Last updated: June 2026

Falls Prevention During Treatment

Falls are the most common preventable adverse event in physical therapy, and the PTA controls fall risk before and during every session:

  • Use a gait belt for all ambulation and transfer training — apply it snugly over clothing at the waist, never around bare skin, an abdominal incision, or a feeding tube.
  • Scan the environment for tripping hazards: clutter, cords, throw rugs, wet floors, and poor lighting.
  • Check footwear — non-skid, closed-back, properly fitted shoes; treat barefoot or socks-only ambulation as a hazard.
  • Lock wheelchair and bed brakes before every transfer and confirm equipment (walker, oxygen tubing) is within reach.
  • Guard on the patient's weaker or more affected side and stay slightly behind, with one hand on the gait belt.

Emergency Response

Syncope and Cardiac Arrest

If a patient faints or collapses:

  1. Call for help — activate the facility code or 911.
  2. Position the patient supine; elevating the legs aids venous return if simple syncope is suspected.
  3. Check responsiveness and pulse. If pulseless, begin CPR immediately.
  4. Apply an AED as soon as one is available and follow its voice prompts.

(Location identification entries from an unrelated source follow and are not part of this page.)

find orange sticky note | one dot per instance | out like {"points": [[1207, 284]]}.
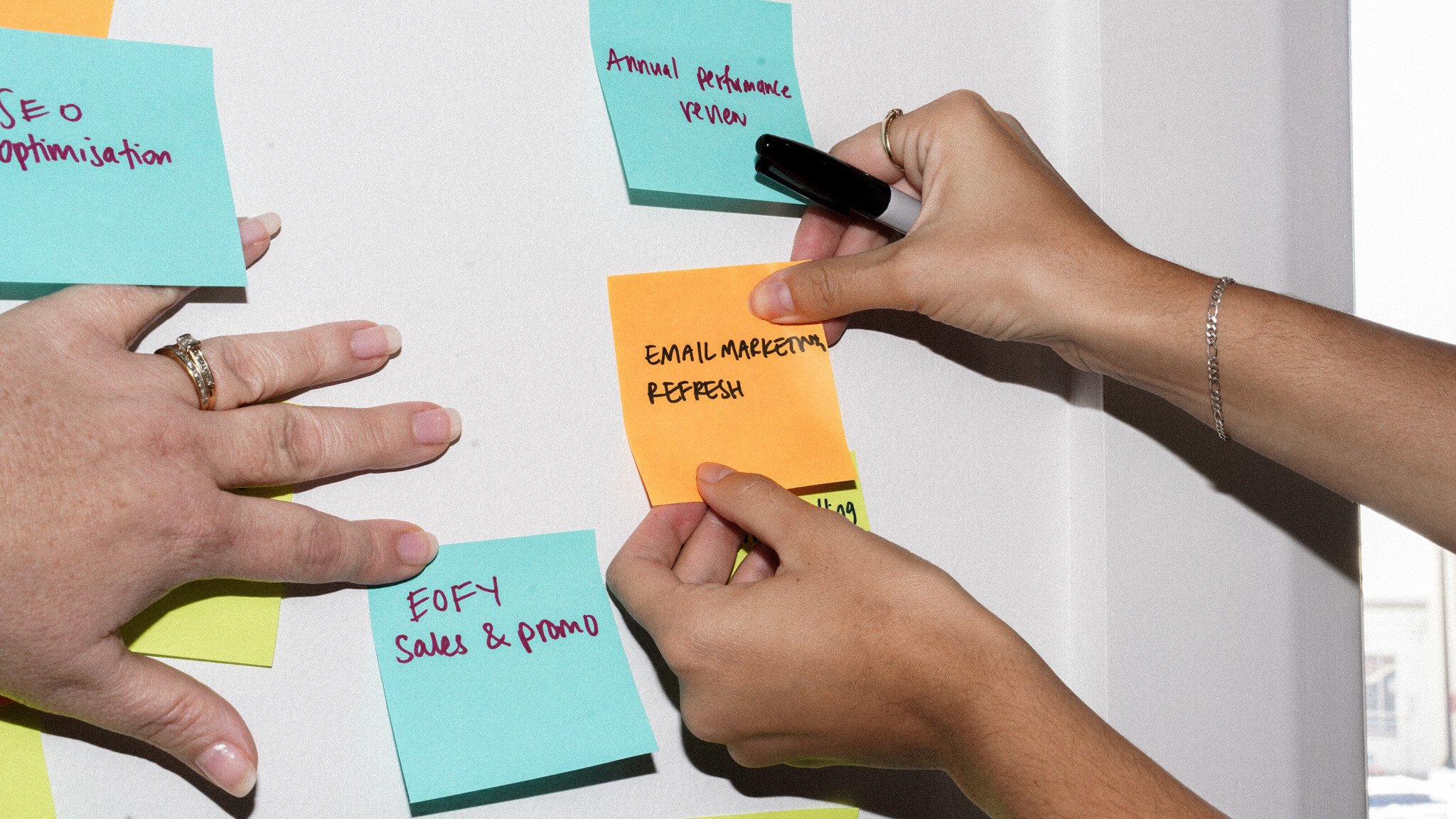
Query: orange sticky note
{"points": [[702, 379], [85, 18]]}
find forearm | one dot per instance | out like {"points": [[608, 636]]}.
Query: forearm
{"points": [[1361, 408], [1040, 752]]}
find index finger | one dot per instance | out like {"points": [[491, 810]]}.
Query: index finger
{"points": [[641, 576]]}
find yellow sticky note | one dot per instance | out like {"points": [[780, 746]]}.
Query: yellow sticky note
{"points": [[846, 500], [704, 379], [25, 787], [223, 621], [801, 813], [85, 18]]}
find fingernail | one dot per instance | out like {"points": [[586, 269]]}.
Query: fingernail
{"points": [[228, 769], [375, 343], [271, 222], [418, 548], [712, 473], [771, 299], [437, 426], [254, 230]]}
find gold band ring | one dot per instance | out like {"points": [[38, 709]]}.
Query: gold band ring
{"points": [[188, 353], [884, 136]]}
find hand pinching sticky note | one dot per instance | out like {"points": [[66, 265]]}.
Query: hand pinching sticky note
{"points": [[704, 379], [501, 663], [690, 85], [112, 165]]}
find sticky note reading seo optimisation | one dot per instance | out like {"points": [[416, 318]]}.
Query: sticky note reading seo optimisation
{"points": [[222, 621], [690, 85], [112, 166], [25, 787], [704, 379], [86, 18], [501, 663]]}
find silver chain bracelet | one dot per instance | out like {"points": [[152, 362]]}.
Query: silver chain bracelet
{"points": [[1211, 330]]}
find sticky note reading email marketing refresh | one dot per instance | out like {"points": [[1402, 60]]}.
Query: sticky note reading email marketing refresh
{"points": [[704, 379], [690, 85], [87, 18], [111, 165], [501, 663]]}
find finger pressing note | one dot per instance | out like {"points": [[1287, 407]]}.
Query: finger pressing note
{"points": [[155, 703], [641, 576]]}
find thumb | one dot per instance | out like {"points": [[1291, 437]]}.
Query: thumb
{"points": [[833, 287], [147, 700], [766, 510]]}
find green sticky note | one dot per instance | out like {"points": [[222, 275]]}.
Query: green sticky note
{"points": [[690, 85], [25, 787], [801, 813], [845, 500], [501, 663], [222, 621], [111, 165]]}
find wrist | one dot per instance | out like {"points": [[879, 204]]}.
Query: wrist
{"points": [[1143, 324]]}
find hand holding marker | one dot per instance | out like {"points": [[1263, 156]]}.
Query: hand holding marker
{"points": [[830, 183]]}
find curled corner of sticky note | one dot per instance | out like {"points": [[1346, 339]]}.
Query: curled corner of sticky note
{"points": [[25, 786], [82, 18]]}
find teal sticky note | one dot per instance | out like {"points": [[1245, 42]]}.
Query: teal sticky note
{"points": [[503, 663], [111, 165], [690, 85]]}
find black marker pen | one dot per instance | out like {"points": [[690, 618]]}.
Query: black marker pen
{"points": [[826, 181]]}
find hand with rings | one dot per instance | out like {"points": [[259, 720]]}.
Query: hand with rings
{"points": [[115, 469]]}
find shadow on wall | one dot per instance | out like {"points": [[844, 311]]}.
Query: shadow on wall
{"points": [[1008, 362], [897, 795], [1321, 520]]}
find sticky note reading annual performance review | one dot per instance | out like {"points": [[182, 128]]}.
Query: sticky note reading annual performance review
{"points": [[690, 85], [704, 379], [111, 165], [501, 663]]}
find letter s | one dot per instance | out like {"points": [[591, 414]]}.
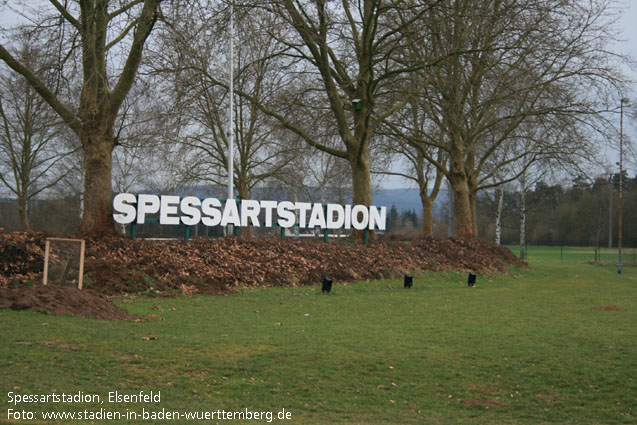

High-quality cardiopulmonary resuscitation (CPR) means chest compressions at 100 to 120 per minute, a depth of about 2 inches (5 cm) in adults, full recoil between compressions, and minimal interruptions. An automated external defibrillator (AED) analyzes the rhythm and delivers a shock only if a shockable rhythm is detected.

Choking

For a conscious adult with a complete airway obstruction (cannot speak, cough, or breathe), deliver abdominal thrusts (Heimlich maneuver) until the object is expelled or the patient becomes unresponsive — then lower them to the floor, call for help, and begin CPR. For a partial obstruction with effective coughing, encourage continued coughing and do not intervene.

Seizure Response

  • Do NOT restrain the patient and do NOT put anything in the mouth.
  • Lower the patient to the floor, protect the head (cushion it), and clear nearby hazards and equipment.
  • Time the seizure — an event lasting longer than 5 minutes, or repeated seizures without recovery, is status epilepticus, a medical emergency.
  • When the seizure ends, place the patient in a side-lying recovery position to protect the airway, and monitor through the post-ictal phase until fully alert.

Incident Reporting

Any fall, equipment failure, or adverse event requires a factual incident report completed promptly. Document objectively what happened — not opinions, blame, or speculation about cause. The incident report is an internal risk-management document and is generally NOT filed in the patient's medical chart, and the chart should not reference that a report was filed.


SOAP Documentation

PTAs document each treatment session using the SOAP format:

LetterSectionPTA Content
SSubjectiveWhat the patient reports — pain rating, symptoms, function, response since last visit
OObjectiveMeasurable data — interventions delivered, sets/reps, vital signs, ROM, gait distance
AAssessmentProgress toward the PT-established goals (within the POC; not a new diagnosis or prognosis)
PPlanWhat is planned next within the existing plan of care (POC)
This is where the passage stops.